The sight and sound of flocks whirling through the air and heading out to sea in search of food from Bempton Cliffs draws 100,000 visitors a year to its three-mile stretch of coastline between Flamborough Head and Filey.
They throng the clifftop viewing platforms to see the vast colonies of gannets – the largest in mainland Britain – guillemots, razorbills, fulmars and kittiwakes.
And above all, they come to catch sight of the stars of this annual show during the breeding season from April to July – puffins, with their colourful bills, guttural cry and clockwork-toy flight.
Just last week visitors from the Netherlands and America ventured to the cliff tops to enjoy the comical actions of the puffins. They were able to watch the adults return from fishing forays at sea with sand eels hanging from their bright beaks.
In the 50 years since the RSPB establishing this unique nature reserve, it has become both a haven and a vantage point from which the seabirds can be studied and safeguarded.
And as Bempton hits its half-century, the reserve is at the forefront of informing and educating visitors about the threats to both, its sensitivity underlined by being at the heart of an area of special marine protection running from Flamborough Head to Filey, put in place by the Government in recognition of its importance to breeding seabirds.

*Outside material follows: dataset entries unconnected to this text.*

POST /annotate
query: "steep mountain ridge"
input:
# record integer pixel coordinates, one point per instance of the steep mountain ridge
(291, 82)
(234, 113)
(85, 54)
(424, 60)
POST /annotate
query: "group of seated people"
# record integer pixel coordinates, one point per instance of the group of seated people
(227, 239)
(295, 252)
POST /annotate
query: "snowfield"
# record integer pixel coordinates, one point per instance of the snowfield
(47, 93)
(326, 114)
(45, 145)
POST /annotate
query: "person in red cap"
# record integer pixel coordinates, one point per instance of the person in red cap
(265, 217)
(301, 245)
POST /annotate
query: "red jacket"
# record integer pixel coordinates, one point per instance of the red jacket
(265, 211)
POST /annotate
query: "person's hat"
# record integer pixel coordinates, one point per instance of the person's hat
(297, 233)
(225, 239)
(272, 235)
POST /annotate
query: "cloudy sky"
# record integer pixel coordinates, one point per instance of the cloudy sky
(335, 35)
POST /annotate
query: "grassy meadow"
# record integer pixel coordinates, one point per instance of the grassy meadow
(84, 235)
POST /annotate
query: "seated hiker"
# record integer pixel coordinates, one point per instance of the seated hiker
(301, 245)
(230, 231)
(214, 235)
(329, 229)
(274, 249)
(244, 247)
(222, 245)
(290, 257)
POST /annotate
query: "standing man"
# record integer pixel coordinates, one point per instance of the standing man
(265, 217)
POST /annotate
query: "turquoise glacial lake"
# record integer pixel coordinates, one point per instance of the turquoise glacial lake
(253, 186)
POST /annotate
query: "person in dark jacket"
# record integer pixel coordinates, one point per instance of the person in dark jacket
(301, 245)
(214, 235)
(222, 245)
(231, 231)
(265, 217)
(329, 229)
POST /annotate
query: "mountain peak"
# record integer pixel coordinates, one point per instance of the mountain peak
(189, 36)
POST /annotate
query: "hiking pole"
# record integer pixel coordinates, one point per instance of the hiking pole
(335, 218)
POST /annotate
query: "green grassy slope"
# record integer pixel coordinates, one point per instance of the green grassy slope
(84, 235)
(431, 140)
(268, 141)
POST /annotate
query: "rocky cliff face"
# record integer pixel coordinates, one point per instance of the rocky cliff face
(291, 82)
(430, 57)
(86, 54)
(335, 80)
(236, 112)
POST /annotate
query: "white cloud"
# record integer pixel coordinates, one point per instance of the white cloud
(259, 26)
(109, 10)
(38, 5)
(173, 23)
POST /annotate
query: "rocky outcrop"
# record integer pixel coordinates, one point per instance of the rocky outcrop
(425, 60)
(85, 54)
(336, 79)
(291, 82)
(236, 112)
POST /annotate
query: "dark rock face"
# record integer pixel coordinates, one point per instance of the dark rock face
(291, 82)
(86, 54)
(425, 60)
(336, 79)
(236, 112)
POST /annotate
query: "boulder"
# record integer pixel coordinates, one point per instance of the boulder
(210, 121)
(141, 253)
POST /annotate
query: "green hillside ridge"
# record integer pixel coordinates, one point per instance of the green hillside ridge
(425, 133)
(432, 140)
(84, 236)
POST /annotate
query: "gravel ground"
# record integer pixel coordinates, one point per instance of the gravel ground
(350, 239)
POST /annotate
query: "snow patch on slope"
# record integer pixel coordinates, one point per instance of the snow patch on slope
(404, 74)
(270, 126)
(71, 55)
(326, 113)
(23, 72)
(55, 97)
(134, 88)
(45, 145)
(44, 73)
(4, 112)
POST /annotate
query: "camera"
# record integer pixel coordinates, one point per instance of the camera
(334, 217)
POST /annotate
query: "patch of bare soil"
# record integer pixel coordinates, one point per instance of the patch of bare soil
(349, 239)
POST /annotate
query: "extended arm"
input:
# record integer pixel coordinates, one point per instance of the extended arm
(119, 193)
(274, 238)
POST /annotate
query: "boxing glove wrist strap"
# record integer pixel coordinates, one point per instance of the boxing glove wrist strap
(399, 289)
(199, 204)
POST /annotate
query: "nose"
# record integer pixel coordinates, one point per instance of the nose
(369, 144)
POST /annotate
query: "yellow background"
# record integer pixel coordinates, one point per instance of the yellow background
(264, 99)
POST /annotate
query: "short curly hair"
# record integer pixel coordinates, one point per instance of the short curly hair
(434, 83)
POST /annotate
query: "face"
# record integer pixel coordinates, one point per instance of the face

Speaking to the Yorkshire Post previously, reserve warden David Aitken said: “We get a lot of people who come here who have heard how fantastic it is and it’s easy to inspire them because the spectacle is second to none. There is nowhere like Bempton Cliffs in mainland Britain, in Europe, even the world.
“You can go to other sites in Europe and you never see the sights, or get the sounds and smells you do here. We need to make sure it stays as special as it is, and that takes a lot of effort.”
Visitor numbers to Bempton have increased dramatically in recent years, and so have school parties, with 1,500 children annually coming to the expanded visitor centre that opened in 2015.
Social media has boosted numbers, with a Facebook and Twitter getting lots of hits from visitors who post pictures and videos of what they have seen.
Mr Aitken has also spoken of the importance of not taking what Bempton Cliffs has to offer for granted and savouring every moment.